ASA 127th Meeting M.I.T. 1994 June 6-10

3pSP1. Velopharyngeal insufficiency analysis based on the lossless tube model.

Jong-Daw Yu

Ames Vocal Dynamics Lab., Lenox Hill Hospital, 100 E. 77th St., New York, NY 10021

Joseph Barba

City College of New York

Koichi Omori

Stanley M. Blaugrund

Ames Vocal Dynamics Lab., Lenox Hill Hospital

The purpose of this study is to design a method to reconstruct the shapes of articulators including the vocal tract and nasal tract during phonation and to quantitatively identify velopharyngeal dysfunction when it occurs. Voice in patients with velopharyngeal insufficiency have the psychoacoustic impression of hypernasality that results from an over abundance of sounds resonating in the nasal tract. Patients with unrepaired soft palate clefts typically demonstrate this abnormal speech. The articulation model of velopharyngeal dysfunction is predicated upon the lossless tube model. During recording of the sustained /a/ sound, subjects were asked to block their nostrils with two fingers.
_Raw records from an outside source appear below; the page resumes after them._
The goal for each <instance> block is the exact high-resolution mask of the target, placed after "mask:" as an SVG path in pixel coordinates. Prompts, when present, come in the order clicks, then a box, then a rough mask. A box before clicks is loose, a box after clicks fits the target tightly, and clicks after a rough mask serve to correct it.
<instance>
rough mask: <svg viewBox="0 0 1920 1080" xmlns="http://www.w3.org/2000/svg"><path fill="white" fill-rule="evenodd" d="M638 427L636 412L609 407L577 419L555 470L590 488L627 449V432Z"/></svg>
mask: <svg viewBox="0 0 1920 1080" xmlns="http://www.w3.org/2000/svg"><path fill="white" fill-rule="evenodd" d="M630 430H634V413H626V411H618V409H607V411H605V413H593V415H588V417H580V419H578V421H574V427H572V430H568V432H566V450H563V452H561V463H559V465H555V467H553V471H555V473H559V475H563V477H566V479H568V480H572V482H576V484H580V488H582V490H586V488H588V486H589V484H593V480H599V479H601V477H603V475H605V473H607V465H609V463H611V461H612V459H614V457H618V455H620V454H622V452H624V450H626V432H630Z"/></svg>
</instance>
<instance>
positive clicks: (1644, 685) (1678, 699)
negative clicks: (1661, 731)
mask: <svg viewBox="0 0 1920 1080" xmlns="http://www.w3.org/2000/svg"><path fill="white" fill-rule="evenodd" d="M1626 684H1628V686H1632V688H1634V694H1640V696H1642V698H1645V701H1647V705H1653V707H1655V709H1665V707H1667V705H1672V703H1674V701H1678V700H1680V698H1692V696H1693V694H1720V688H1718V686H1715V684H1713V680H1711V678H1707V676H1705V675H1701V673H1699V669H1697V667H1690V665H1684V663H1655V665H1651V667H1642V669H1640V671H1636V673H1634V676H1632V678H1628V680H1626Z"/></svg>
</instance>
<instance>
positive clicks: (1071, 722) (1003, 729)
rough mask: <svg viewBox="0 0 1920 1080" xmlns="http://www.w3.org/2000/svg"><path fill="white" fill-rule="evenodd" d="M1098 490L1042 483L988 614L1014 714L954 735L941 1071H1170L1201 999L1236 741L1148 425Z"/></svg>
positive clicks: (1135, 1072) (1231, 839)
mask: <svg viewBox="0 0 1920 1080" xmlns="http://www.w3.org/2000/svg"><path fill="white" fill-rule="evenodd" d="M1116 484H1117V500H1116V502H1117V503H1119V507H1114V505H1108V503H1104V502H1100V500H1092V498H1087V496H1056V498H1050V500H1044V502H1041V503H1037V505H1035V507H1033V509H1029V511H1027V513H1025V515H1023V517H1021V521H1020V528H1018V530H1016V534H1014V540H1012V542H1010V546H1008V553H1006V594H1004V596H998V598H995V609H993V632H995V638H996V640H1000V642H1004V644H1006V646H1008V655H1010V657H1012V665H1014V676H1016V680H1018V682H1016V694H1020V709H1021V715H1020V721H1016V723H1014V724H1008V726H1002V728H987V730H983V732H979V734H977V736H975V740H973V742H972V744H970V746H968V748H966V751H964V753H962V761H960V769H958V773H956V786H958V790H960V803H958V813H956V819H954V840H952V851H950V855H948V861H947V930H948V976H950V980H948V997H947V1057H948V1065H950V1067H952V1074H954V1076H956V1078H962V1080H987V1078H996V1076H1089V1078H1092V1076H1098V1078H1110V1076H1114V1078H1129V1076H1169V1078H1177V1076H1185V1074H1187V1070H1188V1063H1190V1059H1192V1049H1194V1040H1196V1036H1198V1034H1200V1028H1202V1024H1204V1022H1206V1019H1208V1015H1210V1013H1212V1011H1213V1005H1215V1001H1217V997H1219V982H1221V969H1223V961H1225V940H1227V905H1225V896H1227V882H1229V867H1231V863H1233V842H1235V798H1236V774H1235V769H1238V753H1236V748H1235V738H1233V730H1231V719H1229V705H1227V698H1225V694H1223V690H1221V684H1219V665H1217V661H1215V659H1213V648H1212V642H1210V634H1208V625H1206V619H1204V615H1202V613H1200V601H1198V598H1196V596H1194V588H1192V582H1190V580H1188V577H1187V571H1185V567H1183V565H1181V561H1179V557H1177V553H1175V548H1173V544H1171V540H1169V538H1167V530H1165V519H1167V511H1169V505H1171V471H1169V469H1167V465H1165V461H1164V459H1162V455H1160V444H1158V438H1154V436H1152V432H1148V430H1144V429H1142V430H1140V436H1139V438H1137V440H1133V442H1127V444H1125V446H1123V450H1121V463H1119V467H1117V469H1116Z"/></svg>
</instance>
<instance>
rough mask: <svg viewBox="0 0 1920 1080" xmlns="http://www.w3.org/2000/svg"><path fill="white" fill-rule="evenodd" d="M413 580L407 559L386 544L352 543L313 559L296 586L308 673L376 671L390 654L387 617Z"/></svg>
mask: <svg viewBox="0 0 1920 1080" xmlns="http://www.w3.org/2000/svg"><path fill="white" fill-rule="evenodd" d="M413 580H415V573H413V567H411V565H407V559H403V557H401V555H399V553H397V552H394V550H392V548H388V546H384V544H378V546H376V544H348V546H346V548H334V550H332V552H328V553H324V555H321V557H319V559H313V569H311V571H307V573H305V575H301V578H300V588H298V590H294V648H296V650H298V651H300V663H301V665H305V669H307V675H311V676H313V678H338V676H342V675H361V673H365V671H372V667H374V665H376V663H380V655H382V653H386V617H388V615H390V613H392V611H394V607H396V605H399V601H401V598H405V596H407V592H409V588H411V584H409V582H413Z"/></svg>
The resulting closed nasal tract introduces zeros and the opened vocal tract contributes poles. Therefore, an ARMA model is formed. PARCOR analysis and the inverse filter technique are used to reconstruct both the shapes of the vocal tract and the nasal tract. The sufficiency of the velopharynx can be determined by measuring the cross-sectional area of velopharynx.